R Model Code Overview

Project Structure

Location: src/model

Folder Description
code The core R code that is used to explore, wrangle, convert data, and train, tune and test AI models.
input Input data files, raw, clean, test or validation sets.
Files are in CSV format and are not modified in any way, i.e. loaded directly in project as provided from Kaggle.
Clean data file needs to be copied into this folder when ready for model build.
models Trained AI models stored in RDS format.
These are automatically saved into this folder once the model build process is completed.
output Output data files stored in CSV format.
Clean Data: This file needs to be copied into input folder if the intention is to use it for AI model training.
Tuning Results: model tuning results.
Testing Results: model testing results.
Testing Summary: model testing summary.

Code Overview


Location: src/model/code

File Description
startup.R Project startup file, run it every time you start the TitanicAI API or Model build.
It links all R files, pre-loads functions and libraries.

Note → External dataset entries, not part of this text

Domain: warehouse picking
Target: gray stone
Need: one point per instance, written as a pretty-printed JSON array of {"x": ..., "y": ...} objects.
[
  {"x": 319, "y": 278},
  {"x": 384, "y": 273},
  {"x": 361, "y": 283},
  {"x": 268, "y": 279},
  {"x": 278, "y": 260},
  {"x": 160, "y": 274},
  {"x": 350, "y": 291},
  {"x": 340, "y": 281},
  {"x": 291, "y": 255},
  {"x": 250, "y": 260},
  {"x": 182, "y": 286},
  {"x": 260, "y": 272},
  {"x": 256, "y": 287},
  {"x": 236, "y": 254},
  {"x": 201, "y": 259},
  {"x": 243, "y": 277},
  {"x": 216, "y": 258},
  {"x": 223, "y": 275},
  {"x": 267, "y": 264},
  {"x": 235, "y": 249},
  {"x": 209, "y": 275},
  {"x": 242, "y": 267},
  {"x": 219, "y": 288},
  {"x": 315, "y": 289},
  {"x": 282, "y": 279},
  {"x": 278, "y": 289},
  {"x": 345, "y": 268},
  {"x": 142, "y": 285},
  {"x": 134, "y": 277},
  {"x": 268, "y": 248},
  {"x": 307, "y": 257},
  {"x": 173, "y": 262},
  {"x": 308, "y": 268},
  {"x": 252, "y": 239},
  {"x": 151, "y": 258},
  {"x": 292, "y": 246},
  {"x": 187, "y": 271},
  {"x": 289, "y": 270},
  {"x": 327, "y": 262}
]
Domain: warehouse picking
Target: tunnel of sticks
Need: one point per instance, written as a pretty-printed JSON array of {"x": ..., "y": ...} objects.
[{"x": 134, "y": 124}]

Location: src/model/code/base

File Description
constants.R Static constant variables, such as integer, string, boolean.
Primitive data type.
Naming convention: Constants.CONSTANT_NAME.
environment.R Core methods to provide environment wide functionality such as saving/loading files or logging.
Naming convention: Environment.FUNCTION_NAME().
settings.R Project settings, such as data input files names, models, model parameters.
List data type.
Naming convention: settings$SETTING_NAME.

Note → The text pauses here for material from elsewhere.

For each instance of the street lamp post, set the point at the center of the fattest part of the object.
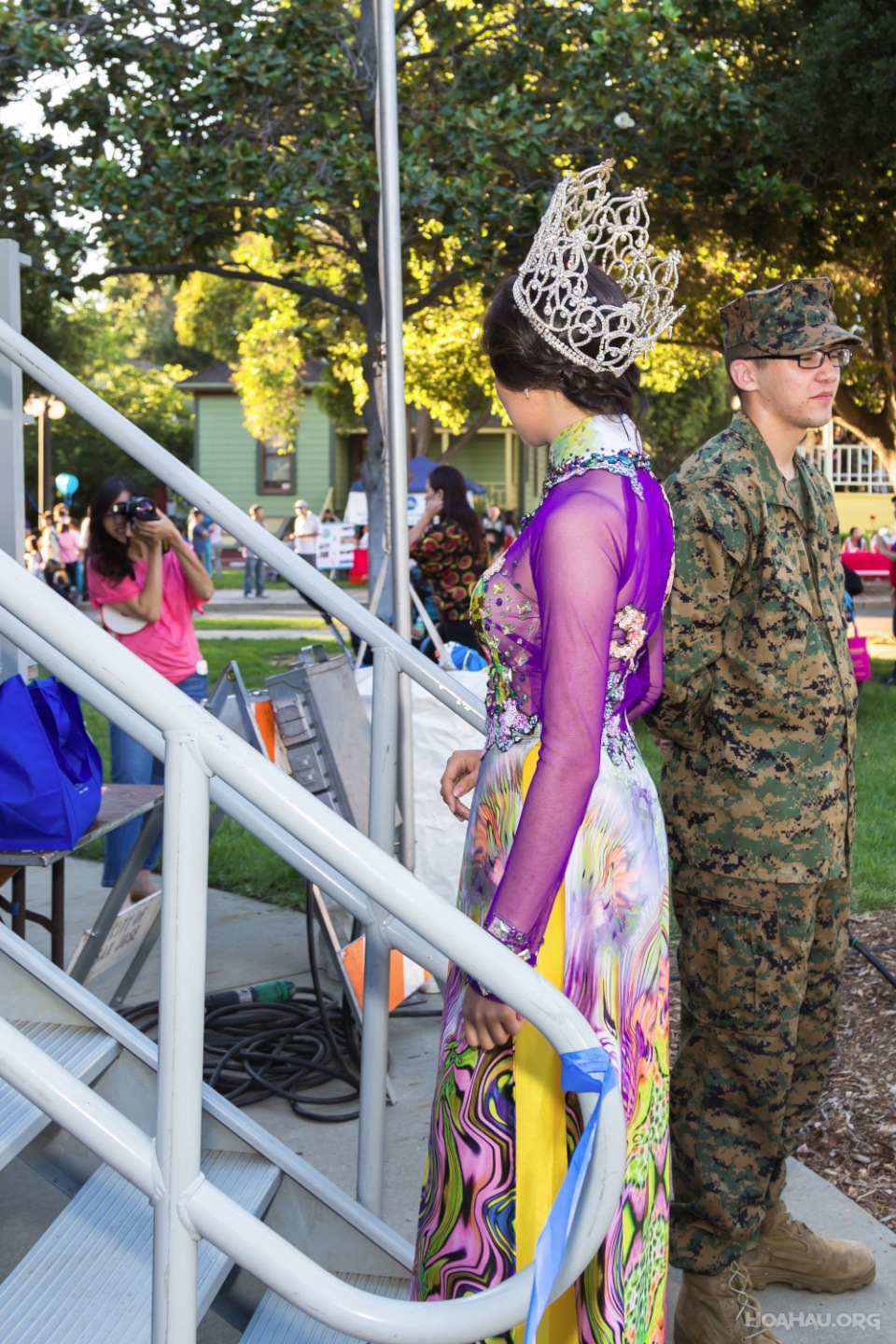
(45, 409)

Location: src/model/code/functions

File Description
data_preparation.R Functions for preparing data for training and testing.
Takes CVS data and produces DataFrames.
Naming convention: DataPreparation.FUNCTION_NAME().
data_quality.R Functions for cleaning and wrangling data.
Takes DataFrames and produces clean versions of these.
Naming convention: DataQuality.FUNCTION_NAME().
model_performance.R Functions for measuring AI model performance.
Takes a trained Model object and settings for model parameters.
Naming convention: ModelPerformance.FUNCTION_NAME().
model_testing.R Functions for testing trained models.
Takes a trained Model object, test cases in DataFrame and settings for model parameters.
Naming convention: ModelTesting.FUNCTION_NAME().
model_training.R Functions for training new models and making predictions.
Takes DataFrame with train data and settings for model parameters.
Naming convention: ModelTraining.FUNCTION_NAME().
model_tuning.R Functions for tuning new models while training, simply runs iterations per model to create best/worst performers.
Takes train data sets in DataFrame format and trained Model object.
Naming convention: ModelTuning.FUNCTION_NAME().


Location: src/model/code/processes

File Description
analysis.R Performs analysis on the data inputs.
Generates graphics, plots and tabular outputs on the screen.
Naming convention: Process.Analysis().
preprocess.R Performs data cleaning and wrangling operations.
Generates clean data set in CSV format into the output folder.
Naming convention: Process.Preprocess().
publish.R Publishes trained RDS model as an API endpoint.
Takes trained model from the models folder.
testing.R Tests trained model against test data set.
Takes trained model and test data and produces test report in CSV format in the output folder.
Naming convention: Process.Testing().
tuning.R Performs model training and tuning.
Runs iterations of model settings, trains model per iteration, runs statistic checks and generates report in CSV format in the output folder.
Naming convention: Process.Tuning().


Location: src/model/code/build

File Description
api.R Builds R API. Loads startup.R, loads model from models folder and runs process from publish.R process to expose the AI model via API endpoint.
model.R Builds R Model. Loads startup.R, runs selection of processes from preprocess.R, analysis.R, tuning.R and testing.R to build the AI model.


Location: src/model/code/scratch

Use this for development and experimentation only - no production use.